16 - Menunggu

159 33 4
                                    

"Aku punya ide,"

Disa menatap layar ponselnya, ia menyalakan ponselnya. Ia mencari kontak seseorang.

Tidak butuh waktu yang lama, akhirnya ia pun menemukan kontak yang ia cari. Tertulis "Abang 😇" di layar itu.

Dengan cepat, Disa menelepon kontak itu. Iya, siapa lagi kalau bukan Zeyna Donika Mahasa, kakak kandung Disa satu-satunya.
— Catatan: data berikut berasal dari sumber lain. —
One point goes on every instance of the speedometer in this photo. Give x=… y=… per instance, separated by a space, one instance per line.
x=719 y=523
Dret ... Dret ... Dret ...

Angkat dong!! apa susahnya ngangkat telepon dari adiknya sendiri?!, kata Disa di dalam hati.

Dan akhirnya pun di angkat.

"Hallo? ada apa sih, Dek?!"

"Ganggu orang aja," ucap orang di seberang sana dengan kesal.

"Bang-Bang-Bang, gawat--" lirih Disa cemas.

"Gawat, apa?" tanya Zey ikut cemas.

"Abang, di mana?" tanya Disa cemas.

"Dari kampus mau pulang," jawab Zey kepada sang adik.

"Ya udah, buruan ke sini!" lirih Disa kesal.

"Ke mana? ngapain?" tanya Zey heran.

"Ke minimarket yang deket dari rumah," ucap Disa sembari melihat antrian yang mulai pendek.

"Ha? ngapain?" kejut Zey sekaligus heran.

"Anterin dompetku! dompetku ketinggalan di kamar!" lirih Disa.

"What? kok bisa?" tanya Zey kepada Disa.

"Tanyanya nanti aja lah, Bang! buruan ke sini!" kesal Disa.

"Enggak bisa! Abamg sibuk nih, lagian kan lo bisa pakai kartu ATM," ungkap Zey.

"Kartu ATM?" tanya Disa memastikan.

"Iyalah kartu ATM. Lo kan punya banyak kartu ATM," ucap Zey kesal.

Disa terdiam sebentar.Lalu berkata, "Masalahnya kartu ATM juga di dompet, Bang!" geram Disa.

"Oh iya ya, tadi pagi gue ambil kartu ATM lo satu," lirih Zey tetapi dapat terdengar jelas oleh Disa.

"Ha?" kejut Disa.

"Abang, ngambil kartu ATM-ku?" tanya Disa tidak percaya.

"I-iya, gue cuma ambil satu," jujur Zey.